Edward de Bono of www.thinkingmanagers.com argues that creativity is like any skill, it must first be learned and then practiced.

Finding Time for Creativity

Some people have what might be termed a ‘creative temperament’. These people are particularly motivated in finding new ideas and they might spend more time than others looking for them. They take pleasure in being creative in their decision making and they enjoy any success brought to them by that creativity.

But it is a mistake to believe that creativity is only for people with these talents. The formal techniques of lateral thinking and its formal techniques can be learned and employed by anyone, in the same way that everyone can learn and use maths in their daily lives.
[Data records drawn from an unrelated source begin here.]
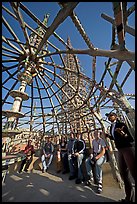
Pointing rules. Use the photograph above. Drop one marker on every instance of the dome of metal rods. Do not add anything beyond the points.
(44, 86)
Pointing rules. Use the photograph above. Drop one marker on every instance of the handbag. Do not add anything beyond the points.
(107, 155)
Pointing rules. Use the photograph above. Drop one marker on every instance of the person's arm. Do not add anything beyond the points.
(101, 153)
(82, 150)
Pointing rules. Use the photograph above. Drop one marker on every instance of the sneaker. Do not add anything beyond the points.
(64, 172)
(19, 172)
(78, 181)
(99, 188)
(58, 171)
(43, 170)
(72, 177)
(25, 170)
(123, 200)
(89, 182)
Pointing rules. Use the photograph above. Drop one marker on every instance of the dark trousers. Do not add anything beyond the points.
(25, 162)
(126, 160)
(64, 158)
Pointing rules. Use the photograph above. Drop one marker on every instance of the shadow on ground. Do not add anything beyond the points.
(48, 187)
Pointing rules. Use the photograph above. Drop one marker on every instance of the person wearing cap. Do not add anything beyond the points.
(29, 151)
(47, 155)
(79, 153)
(126, 153)
(96, 160)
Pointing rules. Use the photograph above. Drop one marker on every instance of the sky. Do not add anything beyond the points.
(98, 30)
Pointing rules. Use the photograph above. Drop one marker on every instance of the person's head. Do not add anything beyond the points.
(71, 135)
(63, 139)
(96, 134)
(111, 116)
(78, 136)
(48, 139)
(29, 142)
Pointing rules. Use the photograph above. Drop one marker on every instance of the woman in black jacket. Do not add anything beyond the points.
(126, 153)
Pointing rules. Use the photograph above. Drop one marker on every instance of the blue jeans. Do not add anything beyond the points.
(43, 159)
(72, 167)
(98, 168)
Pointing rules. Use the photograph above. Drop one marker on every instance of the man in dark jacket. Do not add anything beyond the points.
(79, 148)
(29, 151)
(47, 154)
(126, 153)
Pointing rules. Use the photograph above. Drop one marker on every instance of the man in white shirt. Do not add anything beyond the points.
(97, 158)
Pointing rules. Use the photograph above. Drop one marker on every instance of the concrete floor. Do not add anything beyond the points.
(52, 187)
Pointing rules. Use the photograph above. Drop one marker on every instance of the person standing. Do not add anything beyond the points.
(47, 154)
(29, 151)
(70, 152)
(96, 160)
(79, 149)
(126, 153)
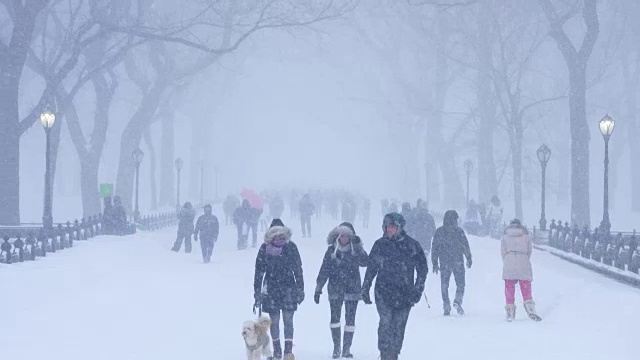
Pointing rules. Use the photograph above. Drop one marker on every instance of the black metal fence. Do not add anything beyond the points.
(26, 243)
(618, 249)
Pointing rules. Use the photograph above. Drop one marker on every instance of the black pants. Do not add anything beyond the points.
(350, 309)
(187, 243)
(306, 226)
(391, 328)
(207, 249)
(287, 319)
(457, 269)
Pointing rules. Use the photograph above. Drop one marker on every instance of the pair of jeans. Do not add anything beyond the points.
(187, 243)
(207, 249)
(350, 309)
(510, 290)
(458, 271)
(287, 319)
(391, 328)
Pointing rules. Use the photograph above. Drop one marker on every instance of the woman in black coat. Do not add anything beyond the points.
(341, 267)
(278, 284)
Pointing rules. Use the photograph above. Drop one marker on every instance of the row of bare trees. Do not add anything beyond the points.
(79, 47)
(488, 78)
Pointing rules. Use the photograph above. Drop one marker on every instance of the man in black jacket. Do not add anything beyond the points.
(450, 246)
(400, 265)
(208, 228)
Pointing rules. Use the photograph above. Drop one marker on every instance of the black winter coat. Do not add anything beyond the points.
(185, 226)
(401, 269)
(424, 227)
(278, 282)
(342, 269)
(208, 227)
(450, 244)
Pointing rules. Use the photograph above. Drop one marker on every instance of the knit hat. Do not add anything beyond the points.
(276, 222)
(393, 219)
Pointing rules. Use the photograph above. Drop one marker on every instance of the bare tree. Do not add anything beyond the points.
(576, 60)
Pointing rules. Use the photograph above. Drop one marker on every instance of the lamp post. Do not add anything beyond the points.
(201, 181)
(47, 119)
(544, 153)
(468, 165)
(607, 125)
(137, 156)
(179, 164)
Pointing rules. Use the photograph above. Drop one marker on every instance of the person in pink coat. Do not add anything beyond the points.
(516, 258)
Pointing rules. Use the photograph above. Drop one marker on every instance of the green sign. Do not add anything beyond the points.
(106, 190)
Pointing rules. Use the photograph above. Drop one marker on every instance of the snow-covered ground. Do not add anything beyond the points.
(131, 298)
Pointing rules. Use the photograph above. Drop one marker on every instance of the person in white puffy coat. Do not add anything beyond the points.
(516, 257)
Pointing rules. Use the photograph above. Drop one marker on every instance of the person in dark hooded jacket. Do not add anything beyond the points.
(243, 219)
(341, 267)
(424, 225)
(399, 263)
(278, 284)
(185, 228)
(208, 228)
(450, 247)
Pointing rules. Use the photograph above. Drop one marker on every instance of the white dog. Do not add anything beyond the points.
(256, 338)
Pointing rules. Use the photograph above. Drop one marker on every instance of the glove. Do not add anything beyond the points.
(366, 297)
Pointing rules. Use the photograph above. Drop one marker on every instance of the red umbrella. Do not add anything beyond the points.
(255, 200)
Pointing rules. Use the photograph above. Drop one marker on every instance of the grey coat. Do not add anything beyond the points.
(341, 267)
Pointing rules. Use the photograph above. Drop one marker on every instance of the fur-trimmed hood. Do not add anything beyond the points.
(274, 231)
(336, 232)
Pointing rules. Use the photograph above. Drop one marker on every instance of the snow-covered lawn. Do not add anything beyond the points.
(131, 298)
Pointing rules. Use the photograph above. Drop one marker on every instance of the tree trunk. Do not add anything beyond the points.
(487, 178)
(580, 137)
(167, 189)
(12, 63)
(152, 170)
(130, 140)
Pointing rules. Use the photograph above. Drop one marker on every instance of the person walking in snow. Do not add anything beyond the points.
(399, 263)
(516, 248)
(278, 284)
(341, 267)
(450, 247)
(208, 229)
(424, 227)
(306, 209)
(185, 228)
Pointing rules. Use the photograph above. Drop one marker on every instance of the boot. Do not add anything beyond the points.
(288, 348)
(530, 308)
(335, 336)
(277, 350)
(511, 312)
(346, 342)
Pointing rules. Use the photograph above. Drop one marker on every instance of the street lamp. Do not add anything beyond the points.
(544, 153)
(47, 119)
(179, 164)
(137, 156)
(606, 129)
(468, 165)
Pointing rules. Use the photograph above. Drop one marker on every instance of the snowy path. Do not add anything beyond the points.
(131, 298)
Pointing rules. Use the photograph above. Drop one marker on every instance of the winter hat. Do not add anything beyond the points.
(393, 219)
(349, 225)
(276, 222)
(451, 218)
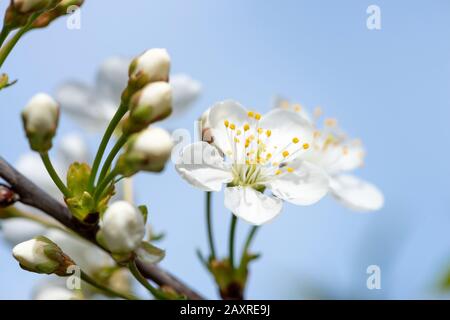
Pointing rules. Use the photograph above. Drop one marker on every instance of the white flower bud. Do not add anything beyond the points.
(148, 150)
(122, 227)
(40, 119)
(25, 6)
(152, 103)
(153, 65)
(41, 255)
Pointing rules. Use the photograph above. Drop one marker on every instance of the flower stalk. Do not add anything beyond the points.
(54, 175)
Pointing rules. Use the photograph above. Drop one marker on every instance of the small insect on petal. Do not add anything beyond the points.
(7, 196)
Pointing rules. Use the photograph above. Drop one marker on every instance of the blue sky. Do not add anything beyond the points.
(389, 87)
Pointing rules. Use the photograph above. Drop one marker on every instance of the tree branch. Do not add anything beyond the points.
(32, 195)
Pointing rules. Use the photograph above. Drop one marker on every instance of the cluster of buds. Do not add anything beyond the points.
(147, 150)
(41, 255)
(148, 94)
(40, 120)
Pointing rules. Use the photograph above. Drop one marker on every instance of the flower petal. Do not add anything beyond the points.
(235, 114)
(356, 194)
(306, 185)
(185, 91)
(201, 165)
(251, 205)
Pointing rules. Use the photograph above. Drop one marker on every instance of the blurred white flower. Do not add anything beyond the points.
(93, 106)
(53, 291)
(89, 257)
(263, 152)
(337, 154)
(72, 148)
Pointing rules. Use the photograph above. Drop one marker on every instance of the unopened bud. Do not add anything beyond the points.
(41, 255)
(147, 150)
(153, 65)
(148, 105)
(7, 196)
(122, 227)
(60, 10)
(40, 120)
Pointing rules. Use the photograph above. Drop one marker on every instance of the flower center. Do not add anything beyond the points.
(255, 157)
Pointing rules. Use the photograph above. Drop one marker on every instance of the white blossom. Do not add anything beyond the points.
(250, 153)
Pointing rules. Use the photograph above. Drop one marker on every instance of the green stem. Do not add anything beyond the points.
(110, 291)
(7, 48)
(112, 154)
(104, 184)
(51, 171)
(209, 226)
(101, 149)
(139, 277)
(248, 242)
(232, 239)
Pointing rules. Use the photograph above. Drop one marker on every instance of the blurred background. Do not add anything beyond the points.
(390, 87)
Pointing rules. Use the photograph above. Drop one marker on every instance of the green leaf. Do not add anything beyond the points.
(149, 253)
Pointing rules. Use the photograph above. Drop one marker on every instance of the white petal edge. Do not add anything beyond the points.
(226, 110)
(306, 185)
(252, 206)
(356, 194)
(202, 166)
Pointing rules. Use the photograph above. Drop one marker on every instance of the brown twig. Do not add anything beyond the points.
(32, 195)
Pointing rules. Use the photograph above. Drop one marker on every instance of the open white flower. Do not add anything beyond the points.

Some people will be better than others at creativity, but that applies for any skill.

You cannot be certain of finding a great idea by being creative. But as your skill grows, it will become increasingly likely that interesting ideas will follow, and these will eventually include some great ideas.

There is always a risk in creativity. You might delay using an adequate and routine solution while you are looking for a better one. This is a question of strategy and time pressures. You can allocate some time to creativity, and then revert to the routine solution if your creative thinking has not been successful. It is a matter of using your judgment and decision making skills. But there is never a reason not to try creative thinking.

Using a new creative idea could be costly and that might lessen its appeal. You should assess the costs against the potential rewards of putting the idea into practice. Once again, you must use your judgment to decide which ideas are likely to succeed and work out the potential income from these ideas.

Prepare yourself to be creative at any time. You might be taking part in a meeting and see that a new approach is necessary, so then you can use creativity to seek such an approach. Make the effort in a formal creative session designed to produce new ideas.

It can be very effective to allocate some fixed time to creative effort, but make sure that creativity is used only during this designated time. When time is set aside for creativity, the habits and techniques of creative thinking are more easily developed because you will be reluctant to waste that time. Individual thinking time is important, as well as group sessions. Sometimes in a group session, there is a tendency to react to others instead of thinking creatively and making decisions yourself.

About the author
Edward de Bono is the world's leading authority in the field of creative thinking and the teaching of thinking as a skill.